The “Buffett Indicator” has hit levels unseen since the dot-com bubble, and Bitcoin could see a major reaction in the event of a major crash in stocks.
The “Buffett Indicator” is hinting that the United States’ stock market is currently at dot-com bubble levels, Yahoo Finance reported on Aug. 20. The indicator divides the Wilshire 5000 Index by the GDP of the U.S.
Meanwhile, on Aug. 14, Warren Buffett-led Berkshire Hathaway invested in Barrick Gold, the second-biggest precious metal miner in the world. Some analysts said it could benefit Bitcoin (BTC) in the long term as it coincides with this stock market bubble alarm.
The historical average of the indicator is 1, and before the dot-com bubble, it hovered at 1.71. Currently, the Buffett Indicator is reportedly at 1.7, signaling that the stock market is highly overvalued.
If the U.S. stock market slumps as investors fear the overvaluation of equities, Bitcoin could see a major reaction.
Does this provide any glimpse into Bitcoin’s long-term trend?
According to Tom Essaye, the founder of Sevens Report Research, stocks are considered as “fundamentally overvalued” when the Buffett Indicator hits 1.3.

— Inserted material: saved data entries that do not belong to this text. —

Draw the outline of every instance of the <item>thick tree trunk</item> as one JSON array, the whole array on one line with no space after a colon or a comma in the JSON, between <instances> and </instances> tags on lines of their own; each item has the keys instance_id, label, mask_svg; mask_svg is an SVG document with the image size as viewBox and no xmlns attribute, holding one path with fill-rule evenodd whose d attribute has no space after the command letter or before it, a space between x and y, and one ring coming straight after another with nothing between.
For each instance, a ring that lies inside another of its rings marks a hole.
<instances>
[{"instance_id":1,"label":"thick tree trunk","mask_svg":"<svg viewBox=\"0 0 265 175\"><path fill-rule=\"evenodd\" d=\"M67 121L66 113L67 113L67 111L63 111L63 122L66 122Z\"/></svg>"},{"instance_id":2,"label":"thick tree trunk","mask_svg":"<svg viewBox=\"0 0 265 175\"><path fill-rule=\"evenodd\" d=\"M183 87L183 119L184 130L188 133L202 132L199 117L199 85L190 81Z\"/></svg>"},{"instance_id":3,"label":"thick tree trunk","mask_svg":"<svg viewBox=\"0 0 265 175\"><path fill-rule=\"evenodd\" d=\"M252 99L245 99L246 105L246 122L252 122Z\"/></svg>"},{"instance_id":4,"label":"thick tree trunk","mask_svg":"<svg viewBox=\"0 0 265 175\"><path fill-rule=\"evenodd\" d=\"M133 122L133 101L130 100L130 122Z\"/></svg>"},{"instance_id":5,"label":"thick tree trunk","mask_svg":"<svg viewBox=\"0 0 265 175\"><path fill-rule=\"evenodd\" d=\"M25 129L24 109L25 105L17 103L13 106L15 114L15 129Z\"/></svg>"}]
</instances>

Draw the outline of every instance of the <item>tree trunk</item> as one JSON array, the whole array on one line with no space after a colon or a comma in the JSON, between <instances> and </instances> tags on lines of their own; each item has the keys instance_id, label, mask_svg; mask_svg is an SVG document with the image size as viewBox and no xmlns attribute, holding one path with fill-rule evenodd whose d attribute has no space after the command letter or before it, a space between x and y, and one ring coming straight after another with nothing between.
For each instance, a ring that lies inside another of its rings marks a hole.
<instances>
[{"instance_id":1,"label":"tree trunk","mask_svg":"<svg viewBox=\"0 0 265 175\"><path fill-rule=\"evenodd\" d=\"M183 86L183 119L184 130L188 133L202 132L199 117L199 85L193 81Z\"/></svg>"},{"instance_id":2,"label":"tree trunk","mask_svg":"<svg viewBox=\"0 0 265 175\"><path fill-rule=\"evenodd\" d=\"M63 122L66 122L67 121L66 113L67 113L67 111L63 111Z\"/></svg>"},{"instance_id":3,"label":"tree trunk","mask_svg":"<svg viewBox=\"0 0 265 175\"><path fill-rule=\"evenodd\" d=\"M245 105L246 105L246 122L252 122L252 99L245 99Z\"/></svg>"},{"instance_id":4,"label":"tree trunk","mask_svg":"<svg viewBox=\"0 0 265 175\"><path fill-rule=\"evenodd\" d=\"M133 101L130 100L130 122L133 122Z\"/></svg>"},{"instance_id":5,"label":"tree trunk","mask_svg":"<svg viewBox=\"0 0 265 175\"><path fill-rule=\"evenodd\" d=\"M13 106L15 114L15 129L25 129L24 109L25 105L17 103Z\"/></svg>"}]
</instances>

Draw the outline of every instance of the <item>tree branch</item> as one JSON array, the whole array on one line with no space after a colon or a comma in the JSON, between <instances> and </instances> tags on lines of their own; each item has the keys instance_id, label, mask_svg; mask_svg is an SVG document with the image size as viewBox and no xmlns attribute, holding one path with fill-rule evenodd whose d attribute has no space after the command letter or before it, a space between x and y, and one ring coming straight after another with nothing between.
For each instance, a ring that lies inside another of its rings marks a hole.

The current level of 1.7 indicates that there is a potential for a steep downtrend in the stock market if the trend reverses. He explained:
“What does that mean for us? It means stay long stocks in longer-dated accounts, and make sure you own assets (such as a house, etc.). But it also means this asset inflation cycle better not stop, because as the 1.7 times total market cap to GDP ratio tells us if asset inflation stops, it’s a long, long way down to fundamental support.”
Throughout the past four months, Bitcoin has shown some correlation with the S&P 500 and gold. Since late July, due to the decline in the U.S. dollar, BTC has more closely followed the price of the precious metal.
An argument could be made that a potential pullback in the U.S. stock market could strengthen Bitcoin’s momentum. Some institutions have started to consider Bitcoin as a legitimate store of value, causing institutional inflows into BTC to spike.
The correlation between Bitcoin and gold. Source: Skew.com
The correlation between Bitcoin and the S&P 500 broke slightly in the past week, as stocks continued to surge. The price of BTC rejected at $12,400, recording an 8.6% drop to as low as $11,370.
The deteriorating correlation between Bitcoin and the U.S. stock market, and the simultaneous slump of BTC and gold, buoy the bull case for BTC when stocks decline.
What do technical analysts think in the near term?
In the short term, technical analysts are cautiously anticipating a consolidation phase for Bitcoin.
A potential short-term scenario for Bitcoin. Source: Michael van de Poppe
Michael van de Poppe, a full-time trader at the Amsterdam Stock Exchange, said dropping below $11,500 again could lead to a bearish divergence. He said:
“Well, on the daily timeframe we’ve arrived at the crucial level to hold for further upwards momentum. White small square Bearish divergence only gets confirmed if we lose this $11,500 zone. White small square Holding here = bounces on altcoins. White small square In general still altseason and alts continue.”
Robert Kiyosaki, the best-selling author of “Rich Dad Poor Dad,” also said that a banking crisis is coming. Emphasizing that Buffett has trimmed his positions in major U.S. banks, he hinted gold, silver, and Bitcoin could see significant gains as safe-haven assets.
The confluence of a tightening correlation between Bitcoin and gold and the rally of the stock market could raise the likelihood of a BTC uptrend when stocks begin to fade.